Pour un commentaire plus développé voir: le mythe de Prométhée, commentaire détaillé.

 

Idées générales :

 

  La première partie révèle que l'homme est une espèce naturelle au même titre que les plantes et les animaux. Tous se distinguent des dieux en ce qu'ils sont mortels. Ils naissent, croissent et meurent. Leur existence se déploie dans le temps à la différence des dieux qui sont immortels.

  Et pourtant l'espèce humaine se distingue des autres en ce qu'elle est victime de l'imprévoyance d'Epiméthée. Le répartiteur des dons la constitue négativement comme celle qui manque des attributs propres à assurer naturellement sa conservation. L'homme est un animal démuni, condamné à disparaître si on devait en rester là.

   De fait il est dépourvu de l'équipement naturel permettant aux autres espèces de s'adapter à la nature. Il n'est pas doté d'outils et d'un instinct c'est-à-dire d'un savoir-faire inné, caractéristiques plaçant la condition animale sous le signe de la perfection et l'inscrivant dans la pure naturalité.

   L'intervention de Prométhée et d'Hermès met en scène la différence spécifiquement humaine. Pour réparer l'étourderie de son frère (Epiméthée signifie étymologiquement : celui qui pense après coup. L'imprévoyant) le titan Prométhée (celui qui pense avant) va voler à Héphaïstos et à Athéna le feu.

Le feu est l'outil universel, en particulier l'outil à faire des outils. C'est donc l'intelligence.

   Mais dans ce premier acte de la genèse de l'humanité, l'intelligence est l'intelligence technicienne ou la raison instrumentale. Prométhée n'a pas eu le temps, ni le pouvoir de pénétrer dans l'acropole de Zeus pour dérober le génie politique et moral. Il faudra une seconde intervention divine, celle d'Hermès, le messager de Zeus, pour donner aux hommes le sens de la pudeur et de la justice sans lequel aucune cité ne peut s'instituer.

  Le mythe disjoint deux aspects de la raison humaine, deux génies, littéralement deux parts divines : la dimension technique et la dimension morale. J'interrogerai le sens et l'enjeu de cette distinction dans le cours sur la technique.

   Prométhée et Hermès donnent aux hommes des capacités qui sont d'abord des privilèges divins. Par là le mythe signifie que l'homme revêt une dimension de supériorité propre à lui conférer un statut d'exception dans la création. Il constitue comme tel un des fondements de l'humanisme occidental.

  « L'humanisme fonde l'homme en l'isolant dans la nature et en l'autonomisant en droit ; l'homme est autosuffisant et puise sa légitimité et son fondement dans la raison : homo-sapiens est peut-être issu de la nature mais par sa Sapience il échappe à la nature » Edgar Morin.

   L'homme ainsi doté est alors décrit comme un producteur de culture. Il va être agriculteur, tisserand, forgeron, technicien en un mot. Mais aussi, inventeur de religions, de langues, d'arts, d'organisations sociales. Tous les aspects du fait social sont nommés.

  Le mythe anticipe sur les découvertes paléontologiques car ces dernières établissent que partout où il y a homme, il y a langage, technique, art, religions, institutions etc.

  Sans doute la paléontologie contemporaine ne rapporte-t-elle pas la spécificité humaine à un vol et à un don divins. Elle voit dans le développent du système nerveux et de l'intelligence symbolique l'aboutissement d'une ligne évolutive zoologique.

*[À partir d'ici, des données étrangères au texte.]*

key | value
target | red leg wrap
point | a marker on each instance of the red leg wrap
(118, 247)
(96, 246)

  Le départ de l'existence humaine, explique avec humour Leroi-Gourhan, « n'a pas été pris par le cerveau mais par le pied ».

  La station verticale de l'archanthrope va en effet libérer conjointement les mains et le cerveau. Cela étant, cette évolution marque une rupture. La continuité entre l'homme et les autres êtres vivants est rompue. Les modalités d'existence d'homo-sapiens portent la marque de l'ordre anthropologique. L'animal producteur de culture n'est pas un simple animal.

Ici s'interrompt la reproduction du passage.